Much of modern research is propelled by research collaborations across multiple institutions. These collaborations require computing environments that connect data and computational resources across combinations of university research computing centers, national-scale high performance computing facilities, and public cloud providers. The scale of the data and complexity of the science drive the need to aggregate resources from many sources into scalable computing systems.

A vast array of dependencies, specifications, and processes across these sites can cause scientists to spend more time on the technical aspects of computation and data management than on the science itself. To resolve these technical aspects, computing support staff must invest time and effort integrating domain specific software stacks with limited applicability beyond the community served. Services Layer At The Edge (SLATE) provides technology that simplifies connecting university and laboratory data center capabilities to the national cyberinfrastructure ecosystem. Introducing the SLATE stack to these sites enables science users to work on research rather than technicalities, saves support staff significant amounts of time in integrating new software stacks, and expands the reach of domain specific science gateways and multi-site research platforms.

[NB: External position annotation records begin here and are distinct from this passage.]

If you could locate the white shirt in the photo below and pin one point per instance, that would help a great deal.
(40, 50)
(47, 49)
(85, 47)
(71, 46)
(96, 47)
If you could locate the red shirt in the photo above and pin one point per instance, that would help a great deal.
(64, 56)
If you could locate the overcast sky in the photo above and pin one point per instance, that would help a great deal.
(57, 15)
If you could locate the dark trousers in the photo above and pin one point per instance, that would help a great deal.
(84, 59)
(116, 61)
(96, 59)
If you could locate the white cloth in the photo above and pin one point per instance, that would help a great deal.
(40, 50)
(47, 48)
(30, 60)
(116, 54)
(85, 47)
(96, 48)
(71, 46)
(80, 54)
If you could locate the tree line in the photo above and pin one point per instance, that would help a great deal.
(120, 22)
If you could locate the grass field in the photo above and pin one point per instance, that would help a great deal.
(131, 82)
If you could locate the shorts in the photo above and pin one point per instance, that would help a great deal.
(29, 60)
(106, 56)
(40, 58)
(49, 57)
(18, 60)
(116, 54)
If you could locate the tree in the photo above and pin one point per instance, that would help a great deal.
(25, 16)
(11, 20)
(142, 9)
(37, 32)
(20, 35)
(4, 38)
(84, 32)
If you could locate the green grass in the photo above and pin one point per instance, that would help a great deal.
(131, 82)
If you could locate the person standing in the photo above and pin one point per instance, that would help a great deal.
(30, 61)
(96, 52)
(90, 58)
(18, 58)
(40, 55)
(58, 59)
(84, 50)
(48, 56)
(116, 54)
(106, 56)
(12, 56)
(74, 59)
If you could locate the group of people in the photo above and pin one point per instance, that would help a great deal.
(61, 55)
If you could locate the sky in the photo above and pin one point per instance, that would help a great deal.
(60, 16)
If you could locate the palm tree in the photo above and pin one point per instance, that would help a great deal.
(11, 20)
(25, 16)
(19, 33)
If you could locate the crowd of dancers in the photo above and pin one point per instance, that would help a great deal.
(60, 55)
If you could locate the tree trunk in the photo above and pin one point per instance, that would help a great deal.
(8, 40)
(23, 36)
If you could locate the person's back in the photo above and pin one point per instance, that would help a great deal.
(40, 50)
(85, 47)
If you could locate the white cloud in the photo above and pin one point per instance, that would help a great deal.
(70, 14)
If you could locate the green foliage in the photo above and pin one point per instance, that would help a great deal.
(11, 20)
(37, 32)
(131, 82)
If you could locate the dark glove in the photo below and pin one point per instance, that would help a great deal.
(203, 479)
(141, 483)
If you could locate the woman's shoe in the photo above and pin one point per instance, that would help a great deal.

Implementation and Development

SLATE implements “cyberinfrastructure as code” by augmenting the canonical Science DMZ pattern with a generic, programmable, secure and trusted underlayment platform. This platform hosts advanced container-centric services needed for higher-level capabilities such as data transfer nodes, software and data caches, workflow services and science gateway components. SLATE uses best-of-breed data center virtualization components (Docker and Kubernetes), and where available, software defined networking, to enable distributed automation of deployment and service lifecycle management tasks by domain experts. As such it simplifies creation of scalable platforms that connect research teams, institutions and resources to accelerate science while reducing operational costs and development cycle times. Since SLATE needs only commodity components for its functional layers, it is used in building distributed systems across all data center types and scales thus enabling creation of ubiquitous, science-driven cyberinfrastructure.

This award by the National Science Foundation’s Office of Advanced Cyberinfrastructure is jointly supported by the Computational Physics within the NSF Directorate for Mathematical and Physical Sciences.